Successive Congress CMs put the Polavaram project on the backburner to pacify K Chandrasekhar Rao (KCR) of the Telangana Rashtra Samithi, who was then heading the separate statehood movement. KCR chose to whip up regional sentiment by opposing the project as it has been designed to harness the Godavari river water to benefit the Andhra region allegedly at the expense of the riparian rights of his Telangana. Under pressure from his Telangana party colleagues, Naidu too joined hands with KCR.

The TDP leader changed his stance after the state bifurcation; the Polavaram project figured on the top of Naidu’s agenda during his tenure (2014-19). He even talked about the ambitious linking of the Godavari-Krishna-Penna rivers, beginning with the Polavaram project. He vowed to complete the project by 2019 but could not accomplish it for a variety of reasons.

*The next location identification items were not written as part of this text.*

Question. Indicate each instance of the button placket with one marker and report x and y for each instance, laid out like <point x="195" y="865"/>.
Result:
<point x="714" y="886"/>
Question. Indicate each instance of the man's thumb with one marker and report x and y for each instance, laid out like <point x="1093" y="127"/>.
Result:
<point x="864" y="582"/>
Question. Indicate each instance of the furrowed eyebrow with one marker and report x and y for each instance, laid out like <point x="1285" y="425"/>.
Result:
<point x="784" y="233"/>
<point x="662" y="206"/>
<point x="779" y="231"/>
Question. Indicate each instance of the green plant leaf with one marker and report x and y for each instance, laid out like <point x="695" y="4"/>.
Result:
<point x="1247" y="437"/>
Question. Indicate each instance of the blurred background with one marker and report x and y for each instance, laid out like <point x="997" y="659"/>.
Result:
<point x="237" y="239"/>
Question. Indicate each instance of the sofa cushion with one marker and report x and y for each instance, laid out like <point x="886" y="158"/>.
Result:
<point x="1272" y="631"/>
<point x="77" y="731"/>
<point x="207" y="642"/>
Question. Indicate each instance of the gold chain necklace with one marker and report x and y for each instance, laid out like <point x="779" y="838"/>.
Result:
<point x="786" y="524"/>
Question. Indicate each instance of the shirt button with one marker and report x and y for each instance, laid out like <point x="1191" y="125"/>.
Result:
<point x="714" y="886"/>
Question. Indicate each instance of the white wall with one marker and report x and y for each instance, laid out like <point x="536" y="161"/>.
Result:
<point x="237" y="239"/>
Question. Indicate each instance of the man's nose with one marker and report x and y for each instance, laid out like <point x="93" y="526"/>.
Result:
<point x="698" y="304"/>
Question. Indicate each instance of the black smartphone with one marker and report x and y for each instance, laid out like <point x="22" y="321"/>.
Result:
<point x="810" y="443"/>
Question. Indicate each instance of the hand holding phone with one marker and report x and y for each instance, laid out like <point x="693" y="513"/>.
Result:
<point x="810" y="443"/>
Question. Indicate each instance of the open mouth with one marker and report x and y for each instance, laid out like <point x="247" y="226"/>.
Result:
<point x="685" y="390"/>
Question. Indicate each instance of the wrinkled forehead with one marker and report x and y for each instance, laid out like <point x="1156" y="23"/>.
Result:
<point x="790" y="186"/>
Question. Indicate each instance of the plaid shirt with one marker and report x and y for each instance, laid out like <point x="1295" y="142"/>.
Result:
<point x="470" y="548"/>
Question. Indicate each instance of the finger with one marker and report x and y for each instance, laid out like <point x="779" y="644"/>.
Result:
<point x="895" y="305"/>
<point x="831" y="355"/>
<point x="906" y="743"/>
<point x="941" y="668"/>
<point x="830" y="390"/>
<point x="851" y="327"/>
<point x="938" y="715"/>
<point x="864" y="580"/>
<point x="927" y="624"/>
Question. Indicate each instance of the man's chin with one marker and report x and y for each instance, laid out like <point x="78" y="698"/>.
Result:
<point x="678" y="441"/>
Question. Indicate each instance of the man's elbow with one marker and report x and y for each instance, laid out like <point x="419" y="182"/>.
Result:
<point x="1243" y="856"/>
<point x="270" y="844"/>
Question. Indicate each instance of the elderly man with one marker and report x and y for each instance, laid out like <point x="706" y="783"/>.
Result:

CPI(M) former MP Midiyam Babu Rao, a tribal himself, tells TNM that it was impossible to commission the project without implementing the R&R package covering all the project victims in the 227 submergence villages. He says that the victims from only 23 villages located in and around the dam site have been covered under the rehabilitation and resettlement package so far. The government has spent only 20% of the funds under the R&R package for project victims.

The project, which was named after slain Congress Prime Minister Indira Gandhi by the YSR government and had its nomenclature changed to Polavaram during the successive TDP regime, has been designed to bring 1.3 lakh acres under irrigation. Transfer of 80 tmc of Godavari water to the Krishna river has also been proposed, besides stabilising the existing 13 lakh acres in the Krishna and the Godavari delta regions.

Gali Nagaraja is a freelance journalist who writes on the two Telugu states.

Views expressed are the author’s own.